Not more than a month ago before his emergency appendectomy on April 12, and subsequent brain hemorrhage days later, Michaels strutted onstage to an apropos intro of GNR’s “Welcome to the Jungle.” The “Rock of Love” had literally walked into the building 9:00 PM sharp and onto the stage (at 9:02). The designated “jungle” was Chicago’s very own sports nightclub-type saloon Joe’s Bar on Weed St.

Cindy Barrymore

At one point during his performance Michaels, backed by a four-piece band, promised, “I’m gonna f*ck it up!” and delivered an almost nonstop 90-minute performance, 13-song set, opening with “Talk Dirty to Me,” then picking up the guitar on the band’s first-ever live performance of “Nothing to Lose,” the harmonica on “Your Mama Don’t Dance”; and singing snippets of the chorus to The Commodores’ “Brick House,” complete with Lionel Richie’s exaggerated “owww’s.” Following that, he urged the standing-room-only crowd of about a thousand, “Chicago, throw your hands up!” during a cover of Skynyrd’s “Sweet Home Alabama,” before declaring, “I got the blues, Chicago… ” during an extended intro to “Unskinny Bop” (song number 10, if you’re keeping count). He closed the show with KISS’s “Rock and Roll All Nite” and Poison’s “Nothin’ But a Good Time”

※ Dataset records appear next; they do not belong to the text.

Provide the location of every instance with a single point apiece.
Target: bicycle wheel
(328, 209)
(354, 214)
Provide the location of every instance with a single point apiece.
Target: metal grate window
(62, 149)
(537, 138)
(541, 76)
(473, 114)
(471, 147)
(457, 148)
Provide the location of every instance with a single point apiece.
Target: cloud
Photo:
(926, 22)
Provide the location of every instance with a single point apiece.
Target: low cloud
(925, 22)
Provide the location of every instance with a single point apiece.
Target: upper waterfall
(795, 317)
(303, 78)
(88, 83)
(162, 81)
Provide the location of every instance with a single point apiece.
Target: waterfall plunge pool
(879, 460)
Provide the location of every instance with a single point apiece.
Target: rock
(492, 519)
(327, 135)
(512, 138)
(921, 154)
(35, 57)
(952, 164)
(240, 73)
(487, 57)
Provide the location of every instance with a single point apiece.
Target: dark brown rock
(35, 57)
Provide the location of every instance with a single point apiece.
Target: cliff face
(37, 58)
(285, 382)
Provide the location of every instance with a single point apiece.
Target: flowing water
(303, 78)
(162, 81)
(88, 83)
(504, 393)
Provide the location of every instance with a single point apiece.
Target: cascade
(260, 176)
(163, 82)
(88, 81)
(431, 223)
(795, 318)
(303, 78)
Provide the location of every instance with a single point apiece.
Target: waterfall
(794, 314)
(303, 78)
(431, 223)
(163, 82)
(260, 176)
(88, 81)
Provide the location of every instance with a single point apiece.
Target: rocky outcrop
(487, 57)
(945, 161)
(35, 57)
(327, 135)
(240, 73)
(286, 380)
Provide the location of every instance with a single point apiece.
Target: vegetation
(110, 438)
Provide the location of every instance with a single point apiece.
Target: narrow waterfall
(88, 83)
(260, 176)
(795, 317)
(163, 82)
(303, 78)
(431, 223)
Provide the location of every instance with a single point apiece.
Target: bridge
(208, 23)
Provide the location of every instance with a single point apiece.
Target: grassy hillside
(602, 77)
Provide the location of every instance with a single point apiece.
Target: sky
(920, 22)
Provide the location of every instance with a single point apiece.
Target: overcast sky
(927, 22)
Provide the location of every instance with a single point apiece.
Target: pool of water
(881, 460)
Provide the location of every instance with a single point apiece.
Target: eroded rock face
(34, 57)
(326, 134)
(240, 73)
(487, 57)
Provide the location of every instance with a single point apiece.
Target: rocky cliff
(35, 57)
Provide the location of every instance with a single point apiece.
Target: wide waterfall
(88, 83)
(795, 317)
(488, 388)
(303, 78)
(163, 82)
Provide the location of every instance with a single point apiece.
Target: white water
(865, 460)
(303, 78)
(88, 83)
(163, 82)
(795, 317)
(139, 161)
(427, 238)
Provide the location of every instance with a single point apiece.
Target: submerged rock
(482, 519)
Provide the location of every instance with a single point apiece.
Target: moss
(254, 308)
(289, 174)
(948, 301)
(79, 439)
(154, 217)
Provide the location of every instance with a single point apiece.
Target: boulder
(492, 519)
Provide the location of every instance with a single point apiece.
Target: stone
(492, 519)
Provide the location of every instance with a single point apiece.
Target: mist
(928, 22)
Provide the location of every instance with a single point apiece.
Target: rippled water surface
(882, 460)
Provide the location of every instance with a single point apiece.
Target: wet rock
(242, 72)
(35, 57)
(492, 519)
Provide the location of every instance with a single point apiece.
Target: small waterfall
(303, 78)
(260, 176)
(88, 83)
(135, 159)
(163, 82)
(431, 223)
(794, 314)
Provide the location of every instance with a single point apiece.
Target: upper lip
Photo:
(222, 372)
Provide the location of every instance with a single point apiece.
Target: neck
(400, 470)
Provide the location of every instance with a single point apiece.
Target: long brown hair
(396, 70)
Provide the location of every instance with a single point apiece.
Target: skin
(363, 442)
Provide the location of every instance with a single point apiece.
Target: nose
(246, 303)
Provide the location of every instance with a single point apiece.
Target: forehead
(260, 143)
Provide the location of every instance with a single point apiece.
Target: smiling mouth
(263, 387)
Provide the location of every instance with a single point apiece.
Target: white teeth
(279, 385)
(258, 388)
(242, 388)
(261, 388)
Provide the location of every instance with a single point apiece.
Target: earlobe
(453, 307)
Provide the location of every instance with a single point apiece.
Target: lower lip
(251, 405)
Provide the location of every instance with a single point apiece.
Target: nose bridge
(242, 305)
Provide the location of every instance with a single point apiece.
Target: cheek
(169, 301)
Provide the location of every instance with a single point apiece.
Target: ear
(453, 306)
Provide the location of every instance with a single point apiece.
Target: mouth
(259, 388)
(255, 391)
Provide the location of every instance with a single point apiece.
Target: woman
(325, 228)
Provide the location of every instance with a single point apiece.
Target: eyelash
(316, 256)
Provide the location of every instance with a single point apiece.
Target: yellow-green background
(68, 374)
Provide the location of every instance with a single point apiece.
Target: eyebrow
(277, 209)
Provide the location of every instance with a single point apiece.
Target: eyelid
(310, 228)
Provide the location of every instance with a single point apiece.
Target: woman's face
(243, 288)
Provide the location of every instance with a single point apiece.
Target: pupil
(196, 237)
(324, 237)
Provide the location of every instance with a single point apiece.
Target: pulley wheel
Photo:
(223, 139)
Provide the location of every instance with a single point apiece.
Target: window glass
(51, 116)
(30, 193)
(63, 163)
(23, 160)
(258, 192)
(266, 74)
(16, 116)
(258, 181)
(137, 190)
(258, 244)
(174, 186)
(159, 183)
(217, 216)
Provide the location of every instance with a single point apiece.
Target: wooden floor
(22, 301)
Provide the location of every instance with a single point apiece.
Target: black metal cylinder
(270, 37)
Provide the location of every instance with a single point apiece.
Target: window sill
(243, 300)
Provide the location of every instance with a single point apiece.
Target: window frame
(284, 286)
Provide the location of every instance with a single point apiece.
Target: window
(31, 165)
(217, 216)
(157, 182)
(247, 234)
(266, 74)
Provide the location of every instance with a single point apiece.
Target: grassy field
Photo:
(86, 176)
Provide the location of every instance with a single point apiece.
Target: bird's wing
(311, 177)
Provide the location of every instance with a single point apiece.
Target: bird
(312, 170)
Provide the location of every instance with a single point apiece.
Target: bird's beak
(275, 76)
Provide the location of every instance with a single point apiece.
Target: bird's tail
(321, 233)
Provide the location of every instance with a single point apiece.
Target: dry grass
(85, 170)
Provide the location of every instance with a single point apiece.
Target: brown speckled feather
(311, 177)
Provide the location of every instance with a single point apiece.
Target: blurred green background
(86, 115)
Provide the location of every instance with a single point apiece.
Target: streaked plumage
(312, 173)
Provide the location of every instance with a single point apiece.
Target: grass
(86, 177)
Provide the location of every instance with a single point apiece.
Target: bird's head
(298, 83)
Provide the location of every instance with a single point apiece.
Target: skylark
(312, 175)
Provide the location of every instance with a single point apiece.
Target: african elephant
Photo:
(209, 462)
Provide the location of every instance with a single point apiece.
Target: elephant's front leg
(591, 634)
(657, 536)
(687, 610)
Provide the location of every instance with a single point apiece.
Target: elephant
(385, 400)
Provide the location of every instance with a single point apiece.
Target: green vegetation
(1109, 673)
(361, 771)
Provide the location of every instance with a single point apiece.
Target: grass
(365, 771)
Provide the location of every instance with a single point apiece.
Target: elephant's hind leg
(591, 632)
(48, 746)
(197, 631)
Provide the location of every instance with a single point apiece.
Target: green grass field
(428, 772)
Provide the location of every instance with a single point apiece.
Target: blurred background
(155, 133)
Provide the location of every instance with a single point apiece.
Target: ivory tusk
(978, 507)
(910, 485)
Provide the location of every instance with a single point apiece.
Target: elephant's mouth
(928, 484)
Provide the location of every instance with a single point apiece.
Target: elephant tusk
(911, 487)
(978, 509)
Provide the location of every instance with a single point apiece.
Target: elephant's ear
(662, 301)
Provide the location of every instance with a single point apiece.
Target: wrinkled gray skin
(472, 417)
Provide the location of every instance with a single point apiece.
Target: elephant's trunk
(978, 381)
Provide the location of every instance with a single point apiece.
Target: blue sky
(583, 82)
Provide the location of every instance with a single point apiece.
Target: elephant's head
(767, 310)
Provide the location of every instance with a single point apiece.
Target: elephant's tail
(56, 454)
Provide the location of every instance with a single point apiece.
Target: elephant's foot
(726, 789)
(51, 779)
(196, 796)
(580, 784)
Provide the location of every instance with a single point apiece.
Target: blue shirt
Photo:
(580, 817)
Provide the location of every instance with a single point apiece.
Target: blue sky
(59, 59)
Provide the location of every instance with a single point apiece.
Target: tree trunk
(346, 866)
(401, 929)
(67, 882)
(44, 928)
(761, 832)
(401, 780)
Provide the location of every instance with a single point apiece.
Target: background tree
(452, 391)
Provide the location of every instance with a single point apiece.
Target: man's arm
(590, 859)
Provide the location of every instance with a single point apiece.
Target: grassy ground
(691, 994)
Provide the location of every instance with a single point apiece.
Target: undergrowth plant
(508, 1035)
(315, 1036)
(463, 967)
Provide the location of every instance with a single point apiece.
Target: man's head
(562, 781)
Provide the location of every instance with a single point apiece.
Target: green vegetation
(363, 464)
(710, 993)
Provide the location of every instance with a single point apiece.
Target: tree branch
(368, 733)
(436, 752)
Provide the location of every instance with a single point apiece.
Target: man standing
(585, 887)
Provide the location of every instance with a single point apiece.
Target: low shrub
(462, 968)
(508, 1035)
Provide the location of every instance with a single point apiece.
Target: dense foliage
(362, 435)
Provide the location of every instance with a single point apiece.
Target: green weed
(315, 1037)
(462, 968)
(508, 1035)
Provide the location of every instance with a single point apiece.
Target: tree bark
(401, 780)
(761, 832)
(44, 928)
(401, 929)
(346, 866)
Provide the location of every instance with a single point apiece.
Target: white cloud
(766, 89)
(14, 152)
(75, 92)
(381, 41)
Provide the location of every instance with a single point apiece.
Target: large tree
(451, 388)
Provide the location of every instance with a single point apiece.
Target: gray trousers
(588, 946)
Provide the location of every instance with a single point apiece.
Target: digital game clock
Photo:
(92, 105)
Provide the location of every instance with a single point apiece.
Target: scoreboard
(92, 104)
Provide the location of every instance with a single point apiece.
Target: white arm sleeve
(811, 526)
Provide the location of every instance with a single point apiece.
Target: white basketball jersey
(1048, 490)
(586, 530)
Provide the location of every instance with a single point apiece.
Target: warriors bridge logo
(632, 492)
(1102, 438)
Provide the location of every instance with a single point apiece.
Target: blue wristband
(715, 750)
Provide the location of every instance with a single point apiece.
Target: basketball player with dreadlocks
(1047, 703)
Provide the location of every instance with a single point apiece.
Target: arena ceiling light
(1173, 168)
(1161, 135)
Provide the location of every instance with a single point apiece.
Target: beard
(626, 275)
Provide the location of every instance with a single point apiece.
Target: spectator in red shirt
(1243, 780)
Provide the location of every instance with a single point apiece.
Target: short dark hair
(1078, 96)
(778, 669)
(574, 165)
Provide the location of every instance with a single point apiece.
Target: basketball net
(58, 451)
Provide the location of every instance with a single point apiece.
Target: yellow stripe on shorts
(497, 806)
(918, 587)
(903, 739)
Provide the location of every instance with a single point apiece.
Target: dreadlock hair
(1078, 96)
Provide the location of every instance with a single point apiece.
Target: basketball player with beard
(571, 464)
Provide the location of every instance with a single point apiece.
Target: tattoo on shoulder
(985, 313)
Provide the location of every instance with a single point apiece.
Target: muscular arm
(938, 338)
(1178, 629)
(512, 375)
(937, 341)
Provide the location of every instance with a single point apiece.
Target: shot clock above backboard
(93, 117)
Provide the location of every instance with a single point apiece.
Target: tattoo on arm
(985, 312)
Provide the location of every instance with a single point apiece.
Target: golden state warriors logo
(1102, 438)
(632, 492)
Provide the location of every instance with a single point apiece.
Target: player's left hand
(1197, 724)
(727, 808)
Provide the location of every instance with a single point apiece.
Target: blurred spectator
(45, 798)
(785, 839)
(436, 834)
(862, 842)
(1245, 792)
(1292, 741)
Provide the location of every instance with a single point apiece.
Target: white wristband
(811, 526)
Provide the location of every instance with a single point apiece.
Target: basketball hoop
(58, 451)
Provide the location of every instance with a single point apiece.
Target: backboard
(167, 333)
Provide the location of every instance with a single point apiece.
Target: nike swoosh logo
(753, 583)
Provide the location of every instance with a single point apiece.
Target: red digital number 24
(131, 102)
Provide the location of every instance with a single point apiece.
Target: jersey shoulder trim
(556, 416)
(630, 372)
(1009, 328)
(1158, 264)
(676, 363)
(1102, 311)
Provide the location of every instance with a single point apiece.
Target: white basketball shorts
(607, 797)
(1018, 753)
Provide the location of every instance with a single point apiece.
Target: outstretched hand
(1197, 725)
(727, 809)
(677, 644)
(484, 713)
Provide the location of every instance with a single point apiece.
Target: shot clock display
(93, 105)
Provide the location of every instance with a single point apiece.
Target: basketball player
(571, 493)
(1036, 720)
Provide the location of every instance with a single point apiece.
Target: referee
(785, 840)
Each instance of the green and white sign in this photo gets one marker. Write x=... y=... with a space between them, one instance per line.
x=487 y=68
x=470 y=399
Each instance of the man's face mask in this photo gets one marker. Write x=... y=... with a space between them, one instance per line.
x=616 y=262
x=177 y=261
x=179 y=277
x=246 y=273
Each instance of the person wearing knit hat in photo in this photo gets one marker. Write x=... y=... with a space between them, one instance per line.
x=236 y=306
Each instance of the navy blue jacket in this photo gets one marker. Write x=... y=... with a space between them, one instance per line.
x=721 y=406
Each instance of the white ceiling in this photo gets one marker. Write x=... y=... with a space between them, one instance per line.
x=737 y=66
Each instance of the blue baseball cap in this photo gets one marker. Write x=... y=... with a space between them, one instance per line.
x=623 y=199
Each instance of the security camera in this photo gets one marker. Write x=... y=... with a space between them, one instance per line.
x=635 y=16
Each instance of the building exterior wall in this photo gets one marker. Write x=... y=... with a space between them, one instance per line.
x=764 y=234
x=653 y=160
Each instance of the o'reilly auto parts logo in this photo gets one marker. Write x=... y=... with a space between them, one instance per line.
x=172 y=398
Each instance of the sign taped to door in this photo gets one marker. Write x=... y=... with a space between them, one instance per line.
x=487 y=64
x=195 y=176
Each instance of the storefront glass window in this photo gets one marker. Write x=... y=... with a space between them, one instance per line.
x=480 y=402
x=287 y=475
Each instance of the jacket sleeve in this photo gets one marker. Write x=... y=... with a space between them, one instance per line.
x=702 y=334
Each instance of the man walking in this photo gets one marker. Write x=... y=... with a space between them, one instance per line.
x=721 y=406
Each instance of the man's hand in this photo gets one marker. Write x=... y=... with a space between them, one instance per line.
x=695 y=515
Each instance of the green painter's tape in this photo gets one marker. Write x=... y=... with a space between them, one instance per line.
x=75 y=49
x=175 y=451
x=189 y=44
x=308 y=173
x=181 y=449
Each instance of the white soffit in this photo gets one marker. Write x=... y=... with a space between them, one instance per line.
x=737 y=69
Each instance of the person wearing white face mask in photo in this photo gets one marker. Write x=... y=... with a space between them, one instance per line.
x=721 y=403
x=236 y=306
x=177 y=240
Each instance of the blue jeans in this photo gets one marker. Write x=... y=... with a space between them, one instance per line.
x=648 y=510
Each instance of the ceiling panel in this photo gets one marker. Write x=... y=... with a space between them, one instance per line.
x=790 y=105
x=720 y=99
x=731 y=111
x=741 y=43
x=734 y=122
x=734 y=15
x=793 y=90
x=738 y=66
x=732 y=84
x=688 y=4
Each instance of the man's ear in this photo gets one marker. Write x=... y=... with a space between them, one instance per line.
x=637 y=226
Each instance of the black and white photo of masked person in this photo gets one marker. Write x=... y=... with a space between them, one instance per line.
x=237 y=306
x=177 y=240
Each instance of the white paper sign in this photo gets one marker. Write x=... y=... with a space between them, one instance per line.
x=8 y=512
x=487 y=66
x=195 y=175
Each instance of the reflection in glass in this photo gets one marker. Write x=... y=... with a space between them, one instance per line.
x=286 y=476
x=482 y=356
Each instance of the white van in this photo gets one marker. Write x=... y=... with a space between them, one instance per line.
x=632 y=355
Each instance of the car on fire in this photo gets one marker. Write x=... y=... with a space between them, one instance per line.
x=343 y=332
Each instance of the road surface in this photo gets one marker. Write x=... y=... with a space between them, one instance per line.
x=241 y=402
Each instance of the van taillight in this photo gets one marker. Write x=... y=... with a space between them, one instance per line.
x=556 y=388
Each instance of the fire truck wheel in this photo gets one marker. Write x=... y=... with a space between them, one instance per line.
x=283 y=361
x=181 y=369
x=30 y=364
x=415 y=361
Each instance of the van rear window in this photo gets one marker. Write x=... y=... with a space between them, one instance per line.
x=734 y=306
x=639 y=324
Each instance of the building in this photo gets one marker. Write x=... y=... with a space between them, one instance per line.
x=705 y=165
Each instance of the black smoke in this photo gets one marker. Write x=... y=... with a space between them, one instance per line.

For those familiar with Michaels’ former band mate C.C. DeVille, I’m certain that during his Poison days Michaels found the lead guitarist’s high-strung personality tough to upstage, onstage and off, but he nearly approximated DeVille’s frenetic state on this night. In fact, I found it difficult to tell who was bursting with more energy: the spirited, St. Paddy’s Day crowd or Michaels himself.

If this was what the “cat dragged in,” the crowd was clearly loving it; and thanks to a resurgence in Michaels’ popularity due to his reality TV series, the baby-boomer and Gen X folks partied well with the millennials, many of them sporting green attire, Mardi Gras beads, and cowboy hats atop bandanas (a la Bret Michaels) in equal measure.